Electron Microscopy Reconstruction of Brain Structure Using Sparse Representations Over Learned Dictionaries.

A central problem in neuroscience is reconstructing neuronal circuits on the synapse level. Due to a wide range of scales in brain architecture such reconstruction requires imaging that is both high-resolution and high-throughput. Existing electron microscopy (EM) techniques possess required resolution in the lateral plane and either high-throughput or high depth resolution but not both. Here, we exploit recent advances in unsupervised learning and signal processing to obtain high depth-resolution EM images computationally without sacrificing throughput. First, we show that the brain tissue can be represented as a sparse linear combination of localized basis functions that are learned using high-resolution datasets. We then develop compressive sensing-inspired techniques that can reconstruct the brain tissue from very few (typically five) tomographic views of each section. This enables tracing of neuronal processes and, hence, high throughput reconstruction of neural circuits on the level of individual synapses.

A visual motion detection circuit suggested by Drosophila connectomics.

Animal behaviour arises from computations in neuronal circuits, but our understanding of these computations has been frustrated by the lack of detailed synaptic connection maps, or connectomes. For example, despite intensive investigations over half a century, the neuronal implementation of local motion detection in the insect visual system remains elusive. Here we develop a semi-automated pipeline using electron microscopy to reconstruct a connectome, containing 379 neurons and 8,637 chemical synaptic contacts, within the Drosophila optic medulla. By matching reconstructed neurons to examples from light microscopy, we assigned neurons to cell types and assembled a connectome of the repeating module of the medulla. Within this module, we identified cell types constituting a motion detection circuit, and showed that the connections onto individual motion-sensitive neurons in this circuit were consistent with their direction selectivity. Our results identify cellular targets for future functional investigations, and demonstrate that connectomes can provide key insights into neuronal computations.

Wiring economy and volume exclusion determine neuronal placement in the Drosophila brain.

Wiring economy has successfully explained the individual placement of neurons in simple nervous systems like that of Caenorhabditis elegans [1-3] and the locations of coarser structures like cortical areas in complex vertebrate brains [4]. However, it remains unclear whether wiring economy can explain the placement of individual neurons in brains larger than that of C. elegans. Indeed, given the greater number of neuronal interconnections in larger brains, simply minimizing the length of connections results in unrealistic configurations, with multiple neurons occupying the same position in space. Avoiding such configurations, or volume exclusion, repels neurons from each other, thus counteracting wiring economy. Here we test whether wiring economy together with volume exclusion can explain the placement of neurons in a module of the Drosophila melanogaster brain known as lamina cartridge [5-13]. We used newly developed techniques for semiautomated reconstruction from serial electron microscopy (EM) [14] to obtain the shapes of neurons, the location of synapses, and the resultant synaptic connectivity. We show that wiring length minimization and volume exclusion together can explain the structure of the lamina microcircuit. Therefore, even in brains larger than that of C. elegans, at least for some circuits, optimization can play an important role in individual neuron placement.
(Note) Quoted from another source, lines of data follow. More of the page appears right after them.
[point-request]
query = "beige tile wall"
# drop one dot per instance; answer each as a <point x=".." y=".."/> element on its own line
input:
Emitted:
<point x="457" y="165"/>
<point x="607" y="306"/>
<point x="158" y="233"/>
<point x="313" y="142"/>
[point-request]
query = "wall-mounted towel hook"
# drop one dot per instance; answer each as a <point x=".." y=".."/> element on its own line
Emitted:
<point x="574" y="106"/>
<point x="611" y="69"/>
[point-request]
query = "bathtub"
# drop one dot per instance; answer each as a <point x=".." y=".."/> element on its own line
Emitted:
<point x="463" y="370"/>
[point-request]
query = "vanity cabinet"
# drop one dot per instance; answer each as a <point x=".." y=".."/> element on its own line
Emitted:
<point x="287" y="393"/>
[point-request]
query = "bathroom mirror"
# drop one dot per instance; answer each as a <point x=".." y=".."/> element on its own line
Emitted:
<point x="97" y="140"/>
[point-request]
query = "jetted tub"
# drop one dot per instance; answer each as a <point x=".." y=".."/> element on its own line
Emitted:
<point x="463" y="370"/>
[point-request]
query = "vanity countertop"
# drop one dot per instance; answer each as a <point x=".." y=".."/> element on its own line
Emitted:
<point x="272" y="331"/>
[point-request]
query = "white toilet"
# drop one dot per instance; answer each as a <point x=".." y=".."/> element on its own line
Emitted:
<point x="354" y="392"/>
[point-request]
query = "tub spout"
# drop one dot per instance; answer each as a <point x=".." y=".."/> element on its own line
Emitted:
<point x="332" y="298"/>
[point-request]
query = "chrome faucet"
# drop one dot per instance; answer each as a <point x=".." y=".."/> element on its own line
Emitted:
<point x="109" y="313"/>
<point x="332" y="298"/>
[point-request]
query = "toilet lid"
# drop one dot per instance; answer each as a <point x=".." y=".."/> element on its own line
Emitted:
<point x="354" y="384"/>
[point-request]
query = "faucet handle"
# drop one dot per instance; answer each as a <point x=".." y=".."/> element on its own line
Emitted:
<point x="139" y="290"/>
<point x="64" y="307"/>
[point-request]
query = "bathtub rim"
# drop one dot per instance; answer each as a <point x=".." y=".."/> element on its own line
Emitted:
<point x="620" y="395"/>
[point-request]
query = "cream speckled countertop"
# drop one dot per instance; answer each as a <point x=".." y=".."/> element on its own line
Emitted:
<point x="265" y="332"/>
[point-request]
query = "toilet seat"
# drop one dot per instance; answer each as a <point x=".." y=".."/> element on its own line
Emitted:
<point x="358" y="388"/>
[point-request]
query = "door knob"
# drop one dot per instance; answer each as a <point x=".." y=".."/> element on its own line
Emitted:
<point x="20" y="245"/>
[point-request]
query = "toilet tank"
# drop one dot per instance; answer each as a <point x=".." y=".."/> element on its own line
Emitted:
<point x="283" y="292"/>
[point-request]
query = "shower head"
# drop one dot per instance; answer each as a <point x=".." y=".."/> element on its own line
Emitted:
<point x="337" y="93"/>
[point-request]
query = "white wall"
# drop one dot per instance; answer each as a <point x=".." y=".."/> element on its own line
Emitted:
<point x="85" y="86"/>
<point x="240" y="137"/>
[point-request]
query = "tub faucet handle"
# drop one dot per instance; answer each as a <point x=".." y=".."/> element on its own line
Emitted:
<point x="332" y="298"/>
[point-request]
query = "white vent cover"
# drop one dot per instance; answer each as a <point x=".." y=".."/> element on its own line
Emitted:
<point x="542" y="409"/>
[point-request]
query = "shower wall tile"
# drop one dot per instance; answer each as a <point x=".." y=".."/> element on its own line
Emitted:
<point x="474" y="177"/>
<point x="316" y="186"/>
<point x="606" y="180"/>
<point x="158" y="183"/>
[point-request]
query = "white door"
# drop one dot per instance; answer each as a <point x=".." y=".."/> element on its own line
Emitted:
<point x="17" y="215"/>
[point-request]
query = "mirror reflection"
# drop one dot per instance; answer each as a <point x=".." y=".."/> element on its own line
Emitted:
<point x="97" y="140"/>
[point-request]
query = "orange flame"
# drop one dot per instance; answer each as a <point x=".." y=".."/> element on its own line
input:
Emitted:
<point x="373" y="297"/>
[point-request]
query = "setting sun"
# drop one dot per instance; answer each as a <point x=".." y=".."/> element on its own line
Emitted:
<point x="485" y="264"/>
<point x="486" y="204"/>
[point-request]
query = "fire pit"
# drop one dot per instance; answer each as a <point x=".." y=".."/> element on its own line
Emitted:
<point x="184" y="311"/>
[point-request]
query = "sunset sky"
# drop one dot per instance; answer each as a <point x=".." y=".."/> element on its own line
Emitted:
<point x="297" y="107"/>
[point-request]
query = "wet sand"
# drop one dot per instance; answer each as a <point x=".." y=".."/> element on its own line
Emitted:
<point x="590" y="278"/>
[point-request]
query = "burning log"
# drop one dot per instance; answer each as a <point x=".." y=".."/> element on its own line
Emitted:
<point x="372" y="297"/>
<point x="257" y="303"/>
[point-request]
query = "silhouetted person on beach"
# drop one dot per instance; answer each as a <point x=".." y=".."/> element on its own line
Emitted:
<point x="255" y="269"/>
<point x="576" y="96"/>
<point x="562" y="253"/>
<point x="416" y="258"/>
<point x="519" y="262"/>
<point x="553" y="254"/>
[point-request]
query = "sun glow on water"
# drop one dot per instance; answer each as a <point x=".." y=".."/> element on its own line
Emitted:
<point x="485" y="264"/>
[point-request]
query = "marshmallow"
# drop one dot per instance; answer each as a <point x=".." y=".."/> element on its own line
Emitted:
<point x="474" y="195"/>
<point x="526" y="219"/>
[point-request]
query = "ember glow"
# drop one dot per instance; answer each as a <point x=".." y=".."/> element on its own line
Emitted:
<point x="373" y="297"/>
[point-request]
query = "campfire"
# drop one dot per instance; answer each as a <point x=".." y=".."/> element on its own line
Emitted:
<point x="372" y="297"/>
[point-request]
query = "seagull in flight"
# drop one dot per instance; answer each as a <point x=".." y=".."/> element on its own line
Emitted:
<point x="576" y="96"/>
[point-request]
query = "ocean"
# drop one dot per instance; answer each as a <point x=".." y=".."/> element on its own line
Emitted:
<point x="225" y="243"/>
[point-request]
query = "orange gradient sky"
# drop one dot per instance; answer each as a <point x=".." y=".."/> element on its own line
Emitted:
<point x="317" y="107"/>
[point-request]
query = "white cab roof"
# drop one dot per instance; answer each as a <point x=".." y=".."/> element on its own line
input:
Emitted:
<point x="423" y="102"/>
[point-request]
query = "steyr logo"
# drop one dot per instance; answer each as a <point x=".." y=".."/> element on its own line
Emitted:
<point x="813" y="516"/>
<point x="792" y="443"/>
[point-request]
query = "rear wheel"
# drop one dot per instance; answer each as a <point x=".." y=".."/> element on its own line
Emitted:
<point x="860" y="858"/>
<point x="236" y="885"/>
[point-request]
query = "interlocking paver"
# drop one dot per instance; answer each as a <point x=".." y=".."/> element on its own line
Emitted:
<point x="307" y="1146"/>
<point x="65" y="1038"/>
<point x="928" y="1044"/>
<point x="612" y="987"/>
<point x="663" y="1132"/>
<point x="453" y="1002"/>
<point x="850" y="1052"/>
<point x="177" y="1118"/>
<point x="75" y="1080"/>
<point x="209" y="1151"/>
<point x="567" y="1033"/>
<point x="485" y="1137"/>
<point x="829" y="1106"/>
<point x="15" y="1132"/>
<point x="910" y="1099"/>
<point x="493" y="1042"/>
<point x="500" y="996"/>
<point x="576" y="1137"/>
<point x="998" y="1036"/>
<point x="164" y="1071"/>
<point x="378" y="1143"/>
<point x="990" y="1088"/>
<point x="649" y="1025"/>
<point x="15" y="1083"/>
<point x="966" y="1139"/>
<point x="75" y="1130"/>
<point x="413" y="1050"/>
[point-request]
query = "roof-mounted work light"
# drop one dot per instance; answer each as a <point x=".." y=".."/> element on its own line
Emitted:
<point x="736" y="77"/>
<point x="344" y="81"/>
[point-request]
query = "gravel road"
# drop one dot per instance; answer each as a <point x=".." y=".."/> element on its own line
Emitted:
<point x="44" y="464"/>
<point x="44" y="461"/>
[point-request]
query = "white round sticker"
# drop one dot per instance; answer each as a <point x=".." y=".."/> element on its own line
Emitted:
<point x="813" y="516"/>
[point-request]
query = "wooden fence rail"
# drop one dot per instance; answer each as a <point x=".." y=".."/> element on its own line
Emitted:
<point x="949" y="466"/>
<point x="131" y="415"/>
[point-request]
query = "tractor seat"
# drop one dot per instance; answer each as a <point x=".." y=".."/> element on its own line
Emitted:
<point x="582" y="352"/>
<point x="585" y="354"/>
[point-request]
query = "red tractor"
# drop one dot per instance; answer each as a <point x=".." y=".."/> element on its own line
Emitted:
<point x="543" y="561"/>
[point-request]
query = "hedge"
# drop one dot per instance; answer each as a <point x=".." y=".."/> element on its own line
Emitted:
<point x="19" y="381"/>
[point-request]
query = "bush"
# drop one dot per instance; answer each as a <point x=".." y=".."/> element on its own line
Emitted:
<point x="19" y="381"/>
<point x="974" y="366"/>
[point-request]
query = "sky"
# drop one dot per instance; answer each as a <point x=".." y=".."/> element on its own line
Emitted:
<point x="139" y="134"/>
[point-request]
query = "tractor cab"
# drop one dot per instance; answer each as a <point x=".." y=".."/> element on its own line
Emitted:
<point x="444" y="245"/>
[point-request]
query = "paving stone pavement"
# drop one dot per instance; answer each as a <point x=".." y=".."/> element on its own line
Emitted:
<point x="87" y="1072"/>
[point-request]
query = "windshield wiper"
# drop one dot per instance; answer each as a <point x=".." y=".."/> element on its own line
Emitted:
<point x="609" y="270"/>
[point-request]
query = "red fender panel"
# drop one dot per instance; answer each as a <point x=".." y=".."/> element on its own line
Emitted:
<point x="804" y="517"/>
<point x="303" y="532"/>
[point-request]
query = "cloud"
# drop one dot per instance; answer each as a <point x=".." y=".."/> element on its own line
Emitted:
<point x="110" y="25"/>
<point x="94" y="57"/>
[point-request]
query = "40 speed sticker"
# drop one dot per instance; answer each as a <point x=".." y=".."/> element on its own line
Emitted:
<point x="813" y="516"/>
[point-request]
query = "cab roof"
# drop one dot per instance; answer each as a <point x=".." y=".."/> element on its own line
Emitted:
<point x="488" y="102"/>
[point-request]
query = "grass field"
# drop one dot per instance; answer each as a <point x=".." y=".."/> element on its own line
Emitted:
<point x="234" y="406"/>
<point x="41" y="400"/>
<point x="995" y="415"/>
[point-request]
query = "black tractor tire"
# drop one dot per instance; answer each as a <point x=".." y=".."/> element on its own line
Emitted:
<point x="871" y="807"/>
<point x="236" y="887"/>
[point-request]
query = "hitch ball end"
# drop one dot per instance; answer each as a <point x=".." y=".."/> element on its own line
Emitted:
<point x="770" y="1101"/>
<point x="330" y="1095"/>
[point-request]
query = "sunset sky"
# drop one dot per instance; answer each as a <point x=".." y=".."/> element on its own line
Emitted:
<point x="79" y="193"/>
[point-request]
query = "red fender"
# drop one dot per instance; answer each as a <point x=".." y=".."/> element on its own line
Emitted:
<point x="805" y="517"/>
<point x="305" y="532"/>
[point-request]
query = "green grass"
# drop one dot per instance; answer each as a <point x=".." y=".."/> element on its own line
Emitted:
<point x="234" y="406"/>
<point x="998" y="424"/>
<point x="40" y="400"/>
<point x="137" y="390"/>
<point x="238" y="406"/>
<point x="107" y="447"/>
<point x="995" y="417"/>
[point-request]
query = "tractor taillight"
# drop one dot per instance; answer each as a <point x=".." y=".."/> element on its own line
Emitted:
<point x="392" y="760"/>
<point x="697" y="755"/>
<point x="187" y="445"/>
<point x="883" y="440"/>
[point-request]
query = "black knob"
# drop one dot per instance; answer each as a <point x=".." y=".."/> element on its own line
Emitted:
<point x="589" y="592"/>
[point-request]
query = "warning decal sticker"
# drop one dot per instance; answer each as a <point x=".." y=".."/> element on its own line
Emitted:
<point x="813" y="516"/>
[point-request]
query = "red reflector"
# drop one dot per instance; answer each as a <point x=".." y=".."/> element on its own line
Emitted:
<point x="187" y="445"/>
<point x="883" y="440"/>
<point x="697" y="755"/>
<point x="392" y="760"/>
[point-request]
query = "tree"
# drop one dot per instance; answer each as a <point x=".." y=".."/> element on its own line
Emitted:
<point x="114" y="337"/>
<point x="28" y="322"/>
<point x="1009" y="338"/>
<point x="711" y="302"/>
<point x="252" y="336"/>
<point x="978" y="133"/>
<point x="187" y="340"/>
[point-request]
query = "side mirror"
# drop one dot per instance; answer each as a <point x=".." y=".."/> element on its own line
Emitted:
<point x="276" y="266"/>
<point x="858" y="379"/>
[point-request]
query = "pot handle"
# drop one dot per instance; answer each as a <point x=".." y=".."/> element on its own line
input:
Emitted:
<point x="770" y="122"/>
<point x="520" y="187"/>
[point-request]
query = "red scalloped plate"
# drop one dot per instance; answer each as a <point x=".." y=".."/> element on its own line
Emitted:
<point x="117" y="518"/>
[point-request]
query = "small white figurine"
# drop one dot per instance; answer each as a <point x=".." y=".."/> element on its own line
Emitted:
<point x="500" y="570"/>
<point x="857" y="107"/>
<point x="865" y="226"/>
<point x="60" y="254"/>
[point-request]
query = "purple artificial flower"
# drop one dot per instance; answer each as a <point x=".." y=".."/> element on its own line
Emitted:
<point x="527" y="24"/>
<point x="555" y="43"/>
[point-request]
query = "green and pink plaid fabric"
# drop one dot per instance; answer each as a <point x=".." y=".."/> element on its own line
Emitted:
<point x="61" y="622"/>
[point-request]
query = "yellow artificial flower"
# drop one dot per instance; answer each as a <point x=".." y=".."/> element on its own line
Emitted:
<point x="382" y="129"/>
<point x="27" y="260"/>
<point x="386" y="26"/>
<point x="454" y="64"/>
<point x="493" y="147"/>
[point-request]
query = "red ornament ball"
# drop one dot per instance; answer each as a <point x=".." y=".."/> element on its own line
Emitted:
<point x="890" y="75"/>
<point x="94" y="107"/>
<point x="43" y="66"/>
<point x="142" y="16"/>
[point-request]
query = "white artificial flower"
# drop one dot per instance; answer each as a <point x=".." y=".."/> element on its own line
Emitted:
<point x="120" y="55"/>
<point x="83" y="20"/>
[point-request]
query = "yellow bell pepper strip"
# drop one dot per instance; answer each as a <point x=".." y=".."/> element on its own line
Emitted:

Semi-automated reconstruction of neural circuits using electron microscopy.

Reconstructing neuronal circuits at the level of synapses is a central problem in neuroscience, and the focus of the nascent field of connectomics. Previously used to reconstruct the C. elegans wiring diagram, serial-section transmission electron microscopy (ssTEM) is a proven technique for the task. However, to reconstruct more complex circuits, ssTEM will require the automation of image processing. We review progress in the processing of electron microscopy images and, in particular, a semi-automated reconstruction pipeline deployed at Janelia Farm. Drosophila circuits underlying identified behaviors are being reconstructed in the pipeline with the goal of generating a complete Drosophila connectome.